Songwise, the sisters are still at the same place: lazily plucked guitars, random toy instruments, drum machines, and Sierra's former operatic range attempting to wrap itself around Karen Dalton. Combining these elements could have mixed results, and much like their debut, Noah's Ark is not an end-to-end stunner. But there are bright spots throughout, and the sisters display a consistent penchant for deviating from standard folk and twee pop lyrical imagery. Example: you try writing a song using an analogy of a "spirit in a k-hole," as they do on the album's opener, and see if you can get away with it as capably as they can.
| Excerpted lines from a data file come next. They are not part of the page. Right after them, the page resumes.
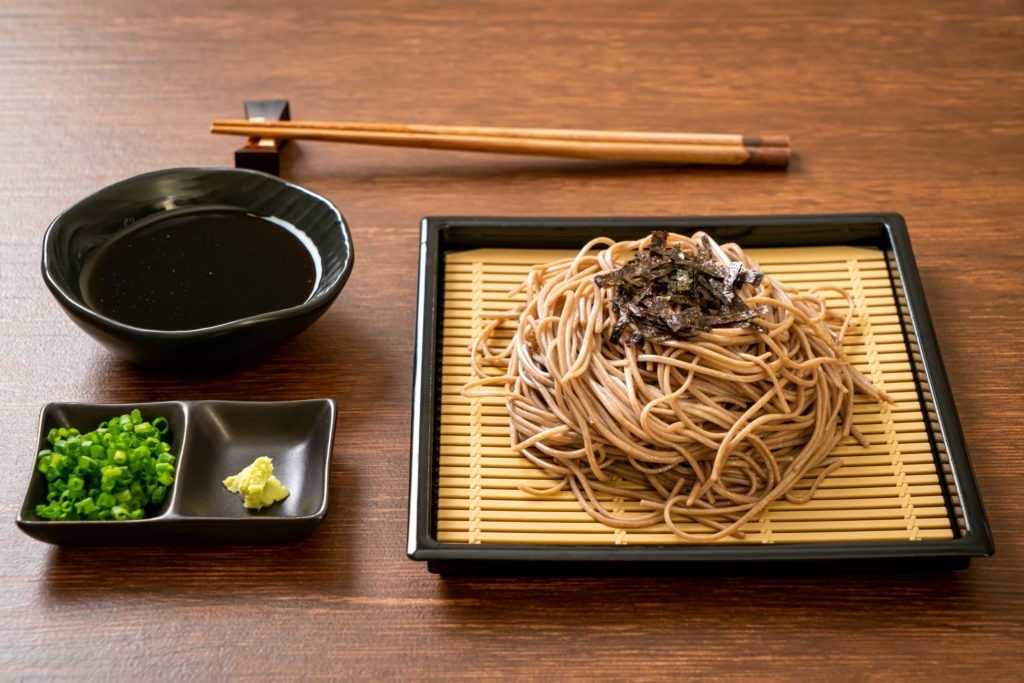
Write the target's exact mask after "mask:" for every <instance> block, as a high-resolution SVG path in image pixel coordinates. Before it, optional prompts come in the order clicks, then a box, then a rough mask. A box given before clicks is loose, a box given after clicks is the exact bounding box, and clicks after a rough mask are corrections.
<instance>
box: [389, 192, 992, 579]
mask: <svg viewBox="0 0 1024 683" xmlns="http://www.w3.org/2000/svg"><path fill="white" fill-rule="evenodd" d="M655 225H656V226H658V227H666V228H669V229H673V230H677V231H685V230H693V229H697V228H700V227H711V228H750V229H756V228H758V227H776V228H783V227H784V228H788V227H791V226H792V227H793V228H794V229H795V230H798V231H800V230H806V231H809V232H810V234H808V239H817V240H819V241H820V240H824V241H825V243H827V244H849V242H836V238H835V232H842V230H840V229H838V228H842V227H847V228H850V227H855V228H861V229H862V230H863V232H862V234H863V236H865V238H867V239H869V236H870V233H871V232H872V231H873V233H874V239H876V240H877V246H880V247H882V248H883V249H884V250H887V251H889V252H890V253H891V254H892V257H893V259H892V260H893V261H894V263H895V270H896V271H895V272H894V273H892V274H893V275H894V276H898V278H899V281H900V285H901V287H902V289H903V293H904V295H905V304H906V310H907V312H908V314H909V318H910V319H909V321H908V325H907V327H908V328H909V330H912V332H913V334H914V336H915V337H916V341H918V347H919V348H918V350H919V353H920V355H921V359H922V362H921V366H922V368H921V369H920V370H922V371H923V372H924V374H925V378H926V381H927V383H928V388H929V391H930V393H931V398H932V404H933V407H934V410H935V416H936V418H937V422H938V424H939V427H940V429H939V433H937V434H936V435H935V438H936V439H942V440H943V442H944V444H945V449H946V456H947V460H948V465H949V469H950V472H951V474H952V477H953V488H954V492H955V494H956V496H957V497H958V499H959V507H961V510H962V512H963V523H964V528H963V529H961V535H959V536H957V537H954V538H953V539H949V540H939V541H912V542H911V541H885V542H874V541H869V542H847V543H834V542H824V543H808V544H777V545H776V544H765V545H741V544H730V545H715V544H709V545H656V546H647V545H644V546H571V545H556V544H500V545H499V544H473V545H470V544H456V543H445V542H439V541H437V540H436V539H435V538H433V536H432V535H431V519H432V515H433V506H434V501H433V498H432V495H431V488H432V482H433V470H434V464H435V460H436V458H437V454H436V449H435V447H434V443H435V436H436V434H435V430H436V424H437V420H436V417H437V415H436V414H437V409H438V405H437V402H436V386H435V385H436V378H437V373H438V371H439V358H438V357H437V351H438V338H437V335H438V330H439V326H438V322H439V316H440V313H441V309H440V307H439V303H440V297H439V289H440V286H439V283H440V280H441V278H442V276H443V253H442V246H443V242H444V233H445V232H446V231H447V230H449V229H450V228H457V229H460V228H463V229H464V228H472V229H474V230H477V231H480V232H481V233H489V234H488V237H492V238H499V237H501V233H502V232H505V233H512V234H515V233H516V232H519V233H521V232H522V230H523V229H524V228H535V229H536V228H549V229H550V228H564V229H586V228H601V229H603V230H605V231H606V230H608V229H611V228H618V229H621V230H627V229H632V230H637V229H650V228H651V227H652V226H655ZM814 228H818V233H817V234H814V233H813V230H814ZM826 231H827V232H830V233H831V234H826V236H824V237H823V236H822V232H826ZM814 244H815V243H813V242H812V243H809V244H807V245H806V246H813V245H814ZM478 246H483V245H478ZM487 246H493V245H487ZM523 246H527V245H523ZM915 383H918V385H919V389H920V386H921V380H920V379H916V380H915ZM412 413H413V421H412V431H411V459H410V493H409V528H408V545H407V554H408V556H409V557H410V559H413V560H417V561H427V563H428V568H429V569H430V570H432V571H433V570H441V571H447V570H452V569H453V568H456V567H460V568H463V567H467V566H472V565H476V566H477V567H478V568H488V567H489V568H497V567H500V566H501V565H503V564H504V563H507V562H518V563H524V564H529V565H537V566H542V565H552V566H555V565H557V566H566V567H580V566H582V565H589V564H593V563H600V564H606V565H607V564H609V563H611V565H613V566H616V565H622V566H623V567H624V568H625V567H627V566H630V567H633V566H636V565H641V566H646V567H658V566H660V567H662V568H665V567H669V566H691V565H692V566H702V565H710V564H715V565H717V564H724V565H733V566H746V565H754V564H760V563H774V564H780V563H785V562H804V561H822V562H827V561H835V560H894V561H899V560H906V561H908V562H909V563H919V562H920V561H921V560H923V559H929V558H933V559H935V560H944V561H945V562H944V563H945V564H948V566H958V567H965V566H967V565H968V564H969V562H970V559H971V558H972V557H987V556H990V555H992V554H993V553H994V551H995V548H994V545H993V542H992V536H991V530H990V528H989V525H988V520H987V518H986V515H985V511H984V508H983V505H982V501H981V496H980V492H979V489H978V484H977V480H976V478H975V475H974V471H973V469H972V466H971V462H970V457H969V455H968V450H967V443H966V441H965V438H964V433H963V429H962V428H961V424H959V418H958V415H957V413H956V407H955V403H954V401H953V396H952V392H951V389H950V387H949V382H948V378H947V376H946V373H945V369H944V366H943V364H942V358H941V353H940V351H939V346H938V340H937V339H936V336H935V331H934V328H933V326H932V322H931V316H930V314H929V312H928V306H927V302H926V300H925V292H924V288H923V286H922V283H921V275H920V272H919V270H918V266H916V262H915V261H914V258H913V253H912V250H911V247H910V239H909V233H908V231H907V228H906V223H905V221H904V220H903V217H902V216H901V215H900V214H898V213H892V212H880V213H847V214H780V215H761V216H756V215H737V216H678V217H672V216H642V217H641V216H628V217H627V216H623V217H612V216H601V217H543V216H530V217H506V216H494V217H488V216H436V217H426V218H423V219H422V221H421V231H420V268H419V276H418V294H417V313H416V347H415V352H414V382H413V407H412ZM939 474H940V476H941V470H940V472H939ZM954 532H955V529H954ZM520 566H522V565H520ZM507 568H508V567H506V569H507ZM523 568H525V567H524V566H523ZM513 571H514V569H513Z"/></svg>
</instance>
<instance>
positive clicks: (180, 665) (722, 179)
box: [0, 0, 1024, 680]
mask: <svg viewBox="0 0 1024 683" xmlns="http://www.w3.org/2000/svg"><path fill="white" fill-rule="evenodd" d="M322 4H323V5H324V6H322ZM330 4H332V3H319V2H280V1H274V2H268V1H264V0H245V1H228V2H198V1H196V0H177V1H176V2H169V1H163V0H160V1H156V0H155V1H153V2H145V3H139V2H134V1H131V0H120V1H119V0H95V1H94V2H71V1H70V0H40V1H31V2H30V1H28V0H25V1H22V2H17V1H16V0H12V1H9V2H5V3H3V6H2V7H0V88H2V94H0V122H3V134H4V138H5V139H4V144H3V145H2V147H0V155H2V159H0V294H2V308H0V324H2V333H0V382H2V390H3V400H2V412H0V434H2V441H0V442H2V444H3V446H2V453H0V474H2V476H0V517H2V518H3V519H5V520H6V522H5V523H4V524H2V525H0V586H2V589H0V677H2V678H9V679H26V678H27V679H53V678H73V677H74V678H81V679H99V680H101V679H103V678H106V679H121V680H123V679H132V680H148V679H151V678H161V679H185V678H193V679H219V678H222V677H227V676H232V677H233V676H239V677H250V676H256V675H257V674H259V675H260V676H261V677H265V678H293V677H294V678H311V677H344V678H360V679H380V678H399V677H401V678H404V677H412V678H420V677H429V678H449V677H454V676H465V677H484V676H486V677H513V676H516V677H524V678H547V677H559V678H563V677H568V678H584V677H591V676H604V677H614V678H676V677H685V678H690V677H701V676H734V677H740V678H755V677H761V676H764V675H772V676H790V677H797V676H808V677H813V678H825V677H838V678H865V677H878V678H883V677H889V676H901V677H908V678H914V679H921V678H940V679H941V678H947V677H950V678H953V677H955V678H968V677H970V676H973V675H977V676H979V677H981V676H984V677H991V678H999V679H1006V680H1010V679H1014V678H1016V679H1018V680H1020V678H1021V677H1024V661H1022V658H1024V657H1022V653H1021V652H1022V647H1024V568H1022V563H1024V521H1022V510H1024V495H1022V493H1021V492H1022V490H1024V488H1022V486H1021V480H1022V477H1024V465H1022V462H1024V460H1022V458H1021V443H1022V442H1024V428H1022V424H1024V421H1022V418H1021V416H1022V414H1024V398H1022V394H1021V390H1022V386H1024V382H1022V380H1024V373H1022V371H1021V366H1022V355H1021V337H1022V333H1021V327H1020V323H1019V321H1018V317H1019V309H1020V301H1021V298H1022V295H1024V287H1022V285H1021V282H1022V281H1021V265H1022V262H1024V225H1022V221H1024V219H1022V216H1024V15H1022V14H1024V6H1022V4H1021V2H1019V1H1017V2H1010V1H1007V2H998V1H993V2H941V3H928V2H904V3H892V2H884V1H879V2H862V3H840V2H830V3H819V2H814V1H811V0H808V1H806V2H801V1H798V0H787V1H785V2H778V3H740V2H736V3H720V2H717V1H712V0H707V1H698V2H688V3H670V2H665V3H631V2H626V1H625V0H623V1H621V2H610V1H609V2H604V1H602V2H591V1H584V0H581V1H578V2H541V1H538V2H520V1H517V0H503V1H502V2H482V3H473V4H472V5H468V4H467V5H465V6H463V5H461V4H460V3H447V2H440V1H426V2H424V1H423V0H419V1H416V2H413V1H406V2H393V1H390V0H375V1H374V2H350V3H335V4H337V6H336V7H333V8H332V7H329V6H328V5H330ZM657 5H660V7H658V6H657ZM261 96H287V97H289V98H291V101H292V114H293V117H294V118H302V119H324V120H330V119H339V120H340V119H344V120H367V121H389V120H390V121H397V122H422V123H452V124H468V125H518V126H566V127H568V126H571V127H579V128H609V129H613V128H618V129H650V130H692V131H710V132H749V133H785V134H790V135H791V136H792V139H793V145H794V148H795V151H796V153H797V159H796V160H795V162H794V164H793V165H792V167H791V169H790V170H788V172H775V171H764V170H750V169H745V170H743V169H673V168H657V167H641V166H630V165H617V164H599V163H587V162H575V161H558V160H544V159H536V158H525V159H519V158H509V157H494V156H484V155H480V156H474V155H471V154H465V153H443V152H429V151H414V150H397V148H379V150H378V148H372V147H357V146H351V147H349V146H340V145H329V144H317V143H299V144H295V145H292V148H291V152H290V153H289V155H288V157H287V158H286V159H285V169H284V171H285V175H286V176H287V177H289V178H290V179H292V180H294V181H296V182H299V183H302V184H304V185H306V186H308V187H309V188H311V189H313V190H315V191H318V193H322V194H324V195H326V196H327V197H329V198H330V199H332V200H333V201H334V202H335V203H336V204H337V205H338V206H339V207H340V208H341V209H342V211H343V212H344V214H345V215H346V217H347V218H348V220H349V221H350V223H351V225H352V231H353V236H354V241H355V247H356V259H355V261H356V264H355V270H354V272H353V274H352V278H351V280H350V281H349V284H348V285H347V287H346V289H345V290H344V292H343V293H342V295H341V297H340V298H339V299H338V301H337V302H336V303H335V304H334V306H333V307H332V308H331V310H330V311H329V312H328V313H327V315H326V316H325V317H324V318H322V321H321V322H318V323H317V324H316V325H314V326H313V327H312V328H310V329H309V330H308V331H306V332H305V333H304V334H302V335H300V336H299V337H297V338H295V339H294V340H292V341H290V342H288V343H286V344H285V345H284V346H282V347H280V348H279V349H278V350H275V351H273V352H271V353H269V354H267V355H266V356H265V357H263V358H262V359H261V360H259V361H257V362H255V364H253V365H251V366H248V367H246V368H243V369H239V370H233V371H229V372H225V373H222V374H218V375H213V376H198V375H195V376H194V375H182V374H168V373H164V374H161V373H156V372H151V371H143V370H139V369H136V368H133V367H131V366H129V365H126V364H125V362H123V361H120V360H118V359H115V358H114V357H112V356H111V355H109V354H108V353H106V352H105V351H104V350H103V349H102V348H101V347H99V346H98V345H97V344H96V343H95V342H93V341H91V340H90V339H89V338H87V337H86V336H85V335H84V334H83V333H82V332H80V331H79V330H78V328H76V327H75V326H74V325H73V324H72V323H71V322H70V321H69V319H68V318H67V317H65V315H63V314H62V313H61V311H60V310H59V309H58V307H57V305H56V304H55V302H54V301H53V300H52V298H51V297H50V296H49V294H48V293H47V291H46V290H45V288H44V286H43V284H42V281H41V279H40V276H39V256H40V243H41V238H42V233H43V230H44V229H45V227H46V225H47V223H48V222H49V220H50V219H52V218H53V216H55V215H56V214H57V213H58V212H60V211H61V210H62V209H63V208H66V207H68V206H69V205H70V204H72V203H73V202H75V201H77V200H79V199H81V198H82V197H84V196H86V195H88V194H89V193H91V191H93V190H95V189H97V188H99V187H101V186H103V185H105V184H108V183H110V182H112V181H115V180H118V179H120V178H124V177H127V176H130V175H133V174H136V173H139V172H143V171H148V170H153V169H157V168H162V167H172V166H191V165H196V166H214V165H229V164H230V163H231V159H232V156H231V155H232V152H233V150H234V147H236V146H238V140H234V139H231V138H223V137H213V136H211V135H209V134H208V133H207V129H208V125H209V122H210V121H212V120H213V119H215V118H229V117H238V116H239V115H240V114H241V109H242V101H243V100H244V99H245V98H247V97H261ZM879 210H887V211H898V212H900V213H902V214H903V215H904V216H905V217H906V220H907V223H908V225H909V229H910V234H911V239H912V242H913V248H914V252H915V255H916V257H918V260H919V264H920V267H921V271H922V276H923V280H924V284H925V288H926V291H927V294H928V299H929V302H930V306H931V311H932V315H933V317H934V322H935V327H936V330H937V334H938V338H939V340H940V343H941V346H942V351H943V355H944V358H945V364H946V369H947V371H948V373H949V377H950V382H951V384H952V389H953V391H954V394H955V397H956V401H957V405H958V409H959V413H961V419H962V422H963V426H964V430H965V432H966V435H967V440H968V443H969V446H970V449H971V457H972V460H973V463H974V467H975V470H976V472H977V476H978V479H979V482H980V486H981V490H982V495H983V497H984V500H985V504H986V507H987V512H988V515H989V518H990V521H991V525H992V528H993V532H994V538H995V544H996V555H995V556H994V557H992V558H989V559H983V560H978V561H976V562H975V563H974V564H973V565H972V566H971V568H970V569H969V570H967V571H959V572H934V573H915V574H902V575H901V574H895V575H890V574H886V573H883V574H881V575H870V577H858V575H846V574H840V575H829V577H820V575H814V574H810V575H787V577H775V578H757V577H691V578H678V579H639V580H626V579H586V580H579V579H568V578H566V579H544V580H537V579H535V580H509V579H504V580H480V579H477V580H469V579H462V580H441V579H438V578H437V577H434V575H431V574H429V573H428V572H427V570H426V567H425V566H423V565H422V564H418V563H414V562H411V561H409V560H408V559H407V558H406V554H404V547H406V513H407V510H406V505H407V486H408V472H409V464H408V459H409V441H410V400H411V384H412V353H413V326H414V309H415V290H416V274H417V234H418V222H419V219H420V218H421V217H423V216H427V215H439V214H464V215H472V214H484V215H486V214H489V215H499V214H501V215H607V214H611V215H712V214H743V213H746V214H755V213H756V214H762V213H801V212H846V211H879ZM312 396H331V397H333V398H335V399H336V400H337V401H338V404H339V407H340V415H339V421H338V430H337V439H336V443H335V450H334V456H333V469H332V476H331V495H332V499H331V506H330V513H329V516H328V518H327V520H326V521H325V523H324V524H323V526H321V528H319V529H318V530H317V531H316V532H315V533H314V535H313V536H312V537H310V538H309V539H308V540H306V541H304V542H301V543H298V544H294V545H291V546H285V547H268V548H255V549H254V548H220V547H209V546H190V545H182V546H174V547H170V548H162V547H157V548H144V549H110V548H96V549H77V550H59V549H56V548H53V547H50V546H46V545H44V544H41V543H37V542H35V541H33V540H31V539H29V538H28V537H25V536H24V535H22V533H20V532H19V531H18V530H17V528H16V527H15V526H14V523H13V519H14V517H15V514H16V511H17V508H18V507H19V506H20V503H22V497H23V494H24V490H25V486H26V483H27V480H28V476H29V472H30V469H31V468H32V464H33V460H34V456H35V453H34V440H35V429H36V420H37V415H38V413H39V410H40V408H41V407H42V405H43V404H44V403H45V402H47V401H54V400H97V401H99V400H101V401H138V400H161V399H170V398H204V397H217V398H259V399H284V398H300V397H312Z"/></svg>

And "Tekno Love Song" is, thankfully, anything but, preferring instead autoharp and gentle guitar as a backdrop for criminal love. A chorus of female voices swoons through the refrain on "Armageddon," forming a nice contrast to the loose percussion and moody keyboard swells.
The album is also bolstered by the inclusion of a couple of newly anointed modern folk icons, as well as several promising up-and-comers. Antony (of the Johnsons fame) checks in to help salute some "Beautiful Boyz," lending his piano and unmistakably haunting croon. Devendra Banhart graces "The Sea Is Calm" with some phoned-in (literally) sweet French nothings. Diane Cluck lends her beautiful voice to the insistent thump of the title track for a tune that ends up becoming a surprisingly beat savvy album highlight.
That some of the most memorable moments on Noah's Ark come at the hands of guest stars isn't a very promising sign. But at the same time, those friends plug directly into Sierra and Bianca's twisted worldview without necessarily imposing their own. And to be honest, not being overshadowed by Devendra or Antony would be almost superhuman. But as it stands, the sisters' latest disc finds them taking the threads begun with their debut and gradually weaving them into rich, bizarre tapestries. Stitches, out of time.